= Topspinner =

Form of spin bowling in cricket

A topspinner is a type of delivery bowled by a cricketer bowling either wrist spin or finger spin. In either case, the bowler imparts the ball with top spin by twisting it with their fingers prior to delivery. In both cases, the topspinner is the halfway house between the stock delivery and the wrong'un - in the wrist spinner's case his googly, and in the finger spinner's case his doosra.

==Mechanics==

A topspinner is released over the top of the fingers in such a way that it spins forward in the air towards the batsman in flight. The forward spinning motion impedes air travelling over the ball, but assists air travelling underneath. The difference in air pressure above and underneath the ball (described as the Magnus effect) acts as a downward force, meaning that the ball falls earlier and faster than normal.
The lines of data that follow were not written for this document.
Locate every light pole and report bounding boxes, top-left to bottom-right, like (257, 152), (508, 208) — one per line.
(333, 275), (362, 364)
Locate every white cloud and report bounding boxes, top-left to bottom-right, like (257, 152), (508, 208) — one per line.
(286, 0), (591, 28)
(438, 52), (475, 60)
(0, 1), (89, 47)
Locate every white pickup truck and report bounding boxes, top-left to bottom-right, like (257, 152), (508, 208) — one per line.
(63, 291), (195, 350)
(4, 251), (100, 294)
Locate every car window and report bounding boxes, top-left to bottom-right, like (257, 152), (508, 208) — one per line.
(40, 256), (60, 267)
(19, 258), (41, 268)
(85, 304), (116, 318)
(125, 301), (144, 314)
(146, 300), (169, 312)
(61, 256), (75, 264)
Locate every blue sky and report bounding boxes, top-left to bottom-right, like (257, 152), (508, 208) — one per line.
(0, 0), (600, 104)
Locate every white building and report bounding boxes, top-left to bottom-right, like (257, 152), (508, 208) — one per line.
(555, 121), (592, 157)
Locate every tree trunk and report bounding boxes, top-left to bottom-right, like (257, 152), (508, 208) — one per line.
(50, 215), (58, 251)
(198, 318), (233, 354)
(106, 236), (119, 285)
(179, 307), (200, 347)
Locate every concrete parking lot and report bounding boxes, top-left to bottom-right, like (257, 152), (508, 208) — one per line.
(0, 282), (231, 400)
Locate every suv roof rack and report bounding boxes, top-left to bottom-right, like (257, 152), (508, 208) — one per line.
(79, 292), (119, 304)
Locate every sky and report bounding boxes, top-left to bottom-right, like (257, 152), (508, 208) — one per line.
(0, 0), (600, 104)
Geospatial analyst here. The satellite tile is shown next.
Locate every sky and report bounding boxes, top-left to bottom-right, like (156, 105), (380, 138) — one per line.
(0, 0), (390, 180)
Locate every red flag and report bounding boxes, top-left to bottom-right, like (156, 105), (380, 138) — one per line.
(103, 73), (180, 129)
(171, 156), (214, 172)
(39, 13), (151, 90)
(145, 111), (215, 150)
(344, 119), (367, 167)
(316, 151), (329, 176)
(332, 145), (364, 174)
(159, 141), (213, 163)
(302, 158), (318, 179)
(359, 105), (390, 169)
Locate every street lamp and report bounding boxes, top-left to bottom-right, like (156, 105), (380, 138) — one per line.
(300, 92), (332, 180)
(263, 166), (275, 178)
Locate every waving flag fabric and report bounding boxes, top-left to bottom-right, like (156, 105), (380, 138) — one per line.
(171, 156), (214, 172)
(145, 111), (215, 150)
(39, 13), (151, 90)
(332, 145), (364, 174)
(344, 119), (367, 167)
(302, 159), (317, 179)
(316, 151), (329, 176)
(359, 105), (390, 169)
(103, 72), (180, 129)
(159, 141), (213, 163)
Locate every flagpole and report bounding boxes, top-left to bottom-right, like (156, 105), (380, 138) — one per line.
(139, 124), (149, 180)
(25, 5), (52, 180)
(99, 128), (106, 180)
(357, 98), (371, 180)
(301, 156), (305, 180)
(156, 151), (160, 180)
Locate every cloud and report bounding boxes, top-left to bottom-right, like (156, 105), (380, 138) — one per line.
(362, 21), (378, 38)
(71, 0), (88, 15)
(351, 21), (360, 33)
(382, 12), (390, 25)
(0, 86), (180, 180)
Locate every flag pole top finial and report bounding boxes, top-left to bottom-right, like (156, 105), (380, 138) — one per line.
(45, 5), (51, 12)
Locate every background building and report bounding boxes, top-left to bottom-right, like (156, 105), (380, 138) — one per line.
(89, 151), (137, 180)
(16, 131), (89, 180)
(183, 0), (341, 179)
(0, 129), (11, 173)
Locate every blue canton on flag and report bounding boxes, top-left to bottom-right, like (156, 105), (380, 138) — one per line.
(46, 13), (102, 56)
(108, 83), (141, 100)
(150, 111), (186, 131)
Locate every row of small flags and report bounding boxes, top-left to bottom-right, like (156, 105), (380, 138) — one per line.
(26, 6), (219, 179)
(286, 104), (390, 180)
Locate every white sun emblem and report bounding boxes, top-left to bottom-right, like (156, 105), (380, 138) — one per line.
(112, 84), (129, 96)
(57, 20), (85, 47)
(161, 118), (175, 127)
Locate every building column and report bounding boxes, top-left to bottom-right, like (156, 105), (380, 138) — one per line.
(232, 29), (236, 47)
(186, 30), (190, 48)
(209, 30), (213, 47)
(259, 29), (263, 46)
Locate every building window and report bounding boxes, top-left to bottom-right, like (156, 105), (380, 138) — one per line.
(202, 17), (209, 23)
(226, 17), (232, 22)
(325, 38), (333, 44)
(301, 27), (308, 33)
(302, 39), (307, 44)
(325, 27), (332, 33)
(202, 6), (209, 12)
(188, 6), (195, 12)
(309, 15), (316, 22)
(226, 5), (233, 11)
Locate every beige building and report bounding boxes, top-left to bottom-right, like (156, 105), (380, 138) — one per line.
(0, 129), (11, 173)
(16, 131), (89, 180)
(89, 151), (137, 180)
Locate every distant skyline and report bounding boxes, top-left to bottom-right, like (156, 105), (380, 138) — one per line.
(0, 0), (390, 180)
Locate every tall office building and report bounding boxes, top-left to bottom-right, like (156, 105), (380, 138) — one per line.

In cricketing terms, this means that the ball drops shorter, falls faster and bounces higher than might otherwise be anticipated by the batsman. These properties are summed up in cricketing terms as a "looping" or "loopy" delivery. Also, the ball travels approximately straight on, as compared to a wrist spin or finger spin stock delivery that breaks to the left or right on impact. A batsman may easily be deceived by the ball, particularly given that the action is quite similar to the stock delivery. Compared to the stock delivery, the ball will dip in flight, and land shorter than expected. The majority of the time, this increased angle of descent will lead to an increased bounce, making it a particularly difficult ball to attack. Tactically, a bowler will bowl topspinners to draw a batsman forward before using the dip and extra bounce to deceive them. In particular, batsmen looking to sweep or drive are vulnerable as the bounce can defeat them and lead to a catch. However, on an underprepared soft wicket, the spin on the ball may actually cause it to grip and shoot through low. Again, this will make it a particularly difficult delivery for the batsman to deal with.

==Finger spin==
The topspinner is a common variation is the arsenal of the finger spinner. The most common method of delivery is for the ball to be delivered with the arm supinated further than the stock delivery with the side of the hand pointing towards the batsman, and the ball is released off the outside of the first finger, in such a way that it spins directly towards the batsman. However, a second method used by Muttiah Muralitharan is for the arm to be rotated further so that the back of the hand is facing the batsman; the ball is then given a large amount of spin by flexion of the wrist. The right-handed offspinner bowler will look to pitch this delivery on or outside off-stump, in anticipation that the batsman will play for the turn and give an edge behind the wicket. The left-arm orthodox bowler will typically bowl the ball on middle stump, looking to beat the inside edge of the bat and gain a bowled or lbw dismissal. Muttiah Muralitharan, Tim May, and Harbhajan Singh are examples of offspinners who frequently used this delivery.

==Wrist spin==

The topspinner is a common variation in the arsenal of the wrist spinner, and typically the first variation taught to young wrist spin bowlers after they have mastered their stock delivery. The most common method of delivery is for the ball to be delivered with the arm pronated further than the stock delivery with the side of the hand pointing towards the batsman, and the ball is released off the third finger, in such as way that it spins directly towards the batsman. The right-arm legspin bowler will typically bowl the ball on middle stump, looking to beat the inside edge of the bat and gain a bowled or lbw dismissal. To a left-handed batsman, he will look to use the ball to gain an outside edge and dismiss the batsman caught. Shane Warne and Anil Kumble are example of modern wrist spinners who frequently bowled the topspinner.